Finite state methods have proven quite successful for encoding rule-based generative phonology [6,8]. Recently, however, Optimality Theory [19] has emphasized phonological accounts with default constraints on surface forms. While Optimality Theory (OT) has been successful in explaining certain phonological phenomena such as conspiracies [15], it has been less successful for computation. The negative result of [3] has shown that in the general case the method of counting constraint violations takes OT beyond the power of regular relations. To handle such constraints, [12] has proposed a finite-state approximation that counts constraint violations up to a predetermined bound. Unlike previous approaches [2,25], Karttunen's approach is encoded entirely in the finite state calculus, with no extra-logical procedures for counting constraint violations.

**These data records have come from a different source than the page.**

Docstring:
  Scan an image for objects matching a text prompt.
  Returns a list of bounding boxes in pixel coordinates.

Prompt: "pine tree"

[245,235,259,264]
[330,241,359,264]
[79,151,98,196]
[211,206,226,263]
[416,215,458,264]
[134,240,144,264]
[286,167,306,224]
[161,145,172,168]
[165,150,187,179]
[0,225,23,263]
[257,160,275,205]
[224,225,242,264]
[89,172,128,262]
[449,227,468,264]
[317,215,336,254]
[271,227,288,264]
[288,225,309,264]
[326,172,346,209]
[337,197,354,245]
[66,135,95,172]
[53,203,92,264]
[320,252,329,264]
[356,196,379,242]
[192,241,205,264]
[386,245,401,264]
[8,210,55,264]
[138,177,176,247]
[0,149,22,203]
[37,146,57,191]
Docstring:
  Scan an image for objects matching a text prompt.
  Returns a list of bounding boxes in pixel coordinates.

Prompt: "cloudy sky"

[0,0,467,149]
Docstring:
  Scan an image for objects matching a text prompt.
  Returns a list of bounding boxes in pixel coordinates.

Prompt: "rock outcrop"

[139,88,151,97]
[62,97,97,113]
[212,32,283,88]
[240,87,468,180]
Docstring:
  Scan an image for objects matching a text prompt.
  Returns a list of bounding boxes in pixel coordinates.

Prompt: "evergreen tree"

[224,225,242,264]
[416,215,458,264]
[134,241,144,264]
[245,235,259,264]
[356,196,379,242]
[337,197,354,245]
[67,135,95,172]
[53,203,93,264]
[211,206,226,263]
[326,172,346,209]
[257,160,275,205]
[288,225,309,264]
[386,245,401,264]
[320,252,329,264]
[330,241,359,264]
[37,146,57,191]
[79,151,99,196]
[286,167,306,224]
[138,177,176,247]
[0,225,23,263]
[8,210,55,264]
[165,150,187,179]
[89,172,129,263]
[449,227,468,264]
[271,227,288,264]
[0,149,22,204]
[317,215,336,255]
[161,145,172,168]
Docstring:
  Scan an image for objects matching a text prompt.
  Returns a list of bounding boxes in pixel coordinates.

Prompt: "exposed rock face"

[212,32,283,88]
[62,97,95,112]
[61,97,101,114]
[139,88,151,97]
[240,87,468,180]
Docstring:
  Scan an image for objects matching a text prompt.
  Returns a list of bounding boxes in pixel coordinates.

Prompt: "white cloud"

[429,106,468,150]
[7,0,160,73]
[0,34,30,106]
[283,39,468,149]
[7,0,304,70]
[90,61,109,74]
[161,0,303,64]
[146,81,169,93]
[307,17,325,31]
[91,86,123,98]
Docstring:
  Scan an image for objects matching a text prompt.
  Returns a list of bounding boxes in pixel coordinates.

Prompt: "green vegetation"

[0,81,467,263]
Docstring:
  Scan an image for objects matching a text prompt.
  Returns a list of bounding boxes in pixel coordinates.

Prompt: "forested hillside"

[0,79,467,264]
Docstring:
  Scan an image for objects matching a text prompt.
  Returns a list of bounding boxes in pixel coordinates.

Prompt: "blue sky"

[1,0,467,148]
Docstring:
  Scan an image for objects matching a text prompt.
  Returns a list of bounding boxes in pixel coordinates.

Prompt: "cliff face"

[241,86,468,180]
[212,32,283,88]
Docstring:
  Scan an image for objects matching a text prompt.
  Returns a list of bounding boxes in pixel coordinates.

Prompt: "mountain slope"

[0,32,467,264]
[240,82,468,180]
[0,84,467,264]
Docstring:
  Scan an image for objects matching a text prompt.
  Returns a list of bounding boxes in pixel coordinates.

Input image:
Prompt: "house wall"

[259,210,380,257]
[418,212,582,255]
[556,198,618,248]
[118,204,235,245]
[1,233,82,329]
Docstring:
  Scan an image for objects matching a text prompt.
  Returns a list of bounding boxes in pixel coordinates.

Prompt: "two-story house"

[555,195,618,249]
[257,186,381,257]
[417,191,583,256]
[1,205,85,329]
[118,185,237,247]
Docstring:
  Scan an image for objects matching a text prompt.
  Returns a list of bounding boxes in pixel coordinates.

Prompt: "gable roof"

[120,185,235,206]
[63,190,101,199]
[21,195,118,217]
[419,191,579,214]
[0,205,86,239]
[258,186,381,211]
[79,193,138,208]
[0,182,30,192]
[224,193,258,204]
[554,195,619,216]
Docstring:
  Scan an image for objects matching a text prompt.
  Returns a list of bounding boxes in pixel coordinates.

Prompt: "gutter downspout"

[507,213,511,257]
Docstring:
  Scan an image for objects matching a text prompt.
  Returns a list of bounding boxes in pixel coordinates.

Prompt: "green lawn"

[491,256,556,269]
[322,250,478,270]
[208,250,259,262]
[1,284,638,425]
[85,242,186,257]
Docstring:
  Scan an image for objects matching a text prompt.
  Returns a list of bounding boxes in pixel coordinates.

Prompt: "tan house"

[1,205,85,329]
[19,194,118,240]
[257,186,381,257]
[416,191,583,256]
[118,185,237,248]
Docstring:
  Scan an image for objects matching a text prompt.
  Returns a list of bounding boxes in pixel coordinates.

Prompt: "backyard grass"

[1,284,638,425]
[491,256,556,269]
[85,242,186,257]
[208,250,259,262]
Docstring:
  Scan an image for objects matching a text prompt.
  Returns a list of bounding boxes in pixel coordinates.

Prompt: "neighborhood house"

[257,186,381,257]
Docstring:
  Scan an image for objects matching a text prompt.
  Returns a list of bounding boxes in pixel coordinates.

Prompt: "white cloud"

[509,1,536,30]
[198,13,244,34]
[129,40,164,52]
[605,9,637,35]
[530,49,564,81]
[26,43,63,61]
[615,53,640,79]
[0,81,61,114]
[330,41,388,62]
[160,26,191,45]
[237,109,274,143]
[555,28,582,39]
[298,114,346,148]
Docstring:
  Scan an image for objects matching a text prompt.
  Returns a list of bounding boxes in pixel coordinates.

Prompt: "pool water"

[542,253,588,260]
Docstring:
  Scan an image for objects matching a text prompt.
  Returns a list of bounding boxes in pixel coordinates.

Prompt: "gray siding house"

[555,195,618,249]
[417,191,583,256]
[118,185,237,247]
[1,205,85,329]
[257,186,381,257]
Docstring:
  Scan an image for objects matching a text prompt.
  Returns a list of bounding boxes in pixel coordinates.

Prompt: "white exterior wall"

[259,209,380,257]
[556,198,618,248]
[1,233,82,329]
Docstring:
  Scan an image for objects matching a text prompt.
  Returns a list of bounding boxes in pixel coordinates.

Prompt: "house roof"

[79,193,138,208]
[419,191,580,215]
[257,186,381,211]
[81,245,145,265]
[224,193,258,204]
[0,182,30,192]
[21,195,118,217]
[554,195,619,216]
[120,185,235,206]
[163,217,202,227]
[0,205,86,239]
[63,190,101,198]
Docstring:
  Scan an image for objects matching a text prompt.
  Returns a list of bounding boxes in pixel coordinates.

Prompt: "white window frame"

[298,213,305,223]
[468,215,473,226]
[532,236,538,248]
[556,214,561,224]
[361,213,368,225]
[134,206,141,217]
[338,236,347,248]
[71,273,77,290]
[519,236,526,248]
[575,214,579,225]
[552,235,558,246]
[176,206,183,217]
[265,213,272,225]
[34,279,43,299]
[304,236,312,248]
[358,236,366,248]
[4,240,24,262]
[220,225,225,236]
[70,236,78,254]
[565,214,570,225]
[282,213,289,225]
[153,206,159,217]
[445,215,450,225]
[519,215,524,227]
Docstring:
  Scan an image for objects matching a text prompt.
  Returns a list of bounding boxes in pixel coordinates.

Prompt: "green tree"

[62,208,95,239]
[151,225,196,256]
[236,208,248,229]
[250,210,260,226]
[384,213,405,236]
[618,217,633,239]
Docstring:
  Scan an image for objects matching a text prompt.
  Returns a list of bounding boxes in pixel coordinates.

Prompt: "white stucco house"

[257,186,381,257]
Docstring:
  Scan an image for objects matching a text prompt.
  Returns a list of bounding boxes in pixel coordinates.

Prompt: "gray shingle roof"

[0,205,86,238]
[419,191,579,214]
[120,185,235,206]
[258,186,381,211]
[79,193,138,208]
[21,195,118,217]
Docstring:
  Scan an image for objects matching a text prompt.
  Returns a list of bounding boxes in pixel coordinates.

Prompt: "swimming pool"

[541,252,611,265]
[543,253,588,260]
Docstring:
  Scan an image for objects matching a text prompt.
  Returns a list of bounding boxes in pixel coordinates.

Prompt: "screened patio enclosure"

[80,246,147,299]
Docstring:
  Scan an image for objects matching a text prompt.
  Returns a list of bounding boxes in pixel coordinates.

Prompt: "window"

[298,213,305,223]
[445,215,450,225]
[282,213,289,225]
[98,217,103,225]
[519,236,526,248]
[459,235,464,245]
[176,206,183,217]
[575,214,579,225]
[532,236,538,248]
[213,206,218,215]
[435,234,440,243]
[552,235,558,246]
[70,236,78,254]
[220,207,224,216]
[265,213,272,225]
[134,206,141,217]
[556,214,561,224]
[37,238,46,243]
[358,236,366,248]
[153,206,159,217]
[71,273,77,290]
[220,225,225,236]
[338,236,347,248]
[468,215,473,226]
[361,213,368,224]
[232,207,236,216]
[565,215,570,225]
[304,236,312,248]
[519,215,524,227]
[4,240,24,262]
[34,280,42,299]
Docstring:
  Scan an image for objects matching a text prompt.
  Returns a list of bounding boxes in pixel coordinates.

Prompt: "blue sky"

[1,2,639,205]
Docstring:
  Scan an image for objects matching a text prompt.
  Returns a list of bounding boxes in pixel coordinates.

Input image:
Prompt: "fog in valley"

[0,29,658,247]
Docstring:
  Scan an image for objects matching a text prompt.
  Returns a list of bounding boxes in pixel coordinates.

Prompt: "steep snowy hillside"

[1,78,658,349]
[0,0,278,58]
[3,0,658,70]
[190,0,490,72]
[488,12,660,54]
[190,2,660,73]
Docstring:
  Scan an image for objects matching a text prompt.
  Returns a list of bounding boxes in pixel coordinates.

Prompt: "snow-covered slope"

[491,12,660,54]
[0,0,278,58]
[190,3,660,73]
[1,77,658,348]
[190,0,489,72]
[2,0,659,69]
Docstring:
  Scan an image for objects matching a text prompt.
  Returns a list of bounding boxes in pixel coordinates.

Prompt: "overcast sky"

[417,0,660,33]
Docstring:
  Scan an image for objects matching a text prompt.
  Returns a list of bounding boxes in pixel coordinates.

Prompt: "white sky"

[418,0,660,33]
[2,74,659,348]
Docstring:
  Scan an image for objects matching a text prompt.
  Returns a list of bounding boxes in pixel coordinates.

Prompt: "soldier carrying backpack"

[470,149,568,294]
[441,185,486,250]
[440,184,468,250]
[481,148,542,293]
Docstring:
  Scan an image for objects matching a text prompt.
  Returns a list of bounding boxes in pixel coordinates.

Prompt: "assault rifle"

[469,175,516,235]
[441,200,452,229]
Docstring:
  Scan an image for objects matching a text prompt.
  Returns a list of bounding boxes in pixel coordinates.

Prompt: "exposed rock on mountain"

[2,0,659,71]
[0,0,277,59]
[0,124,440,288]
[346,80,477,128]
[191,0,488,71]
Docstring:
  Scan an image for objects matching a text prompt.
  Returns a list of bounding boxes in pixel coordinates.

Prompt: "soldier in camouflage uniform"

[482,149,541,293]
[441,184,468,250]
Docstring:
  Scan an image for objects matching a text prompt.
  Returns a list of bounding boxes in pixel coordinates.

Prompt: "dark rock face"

In this paper, we will present a new approach that seeks to minimize constraint violations without counting. Rather than counting, our approach employs a filter based on matching constraint violations against violations in alternatively derivable strings. As in Karttunen's counting approach, our approach uses purely finite state methods without extra-logical procedures. We show that our matching approach is superior to the counting approach for both size of resulting automata and closeness of approximation. The matching approach can in fact exactly model many OT analyses where the counting approach yields only an approximation; yet, the size of the resulting automaton is typically much smaller.
In this paper we will illustrate the matching approach and compare it with the counting approach on the basis of the Prince & Smolensky syllable structure example [19,2,21], for each of the different constraint orderings identified in Prince & Smolensky.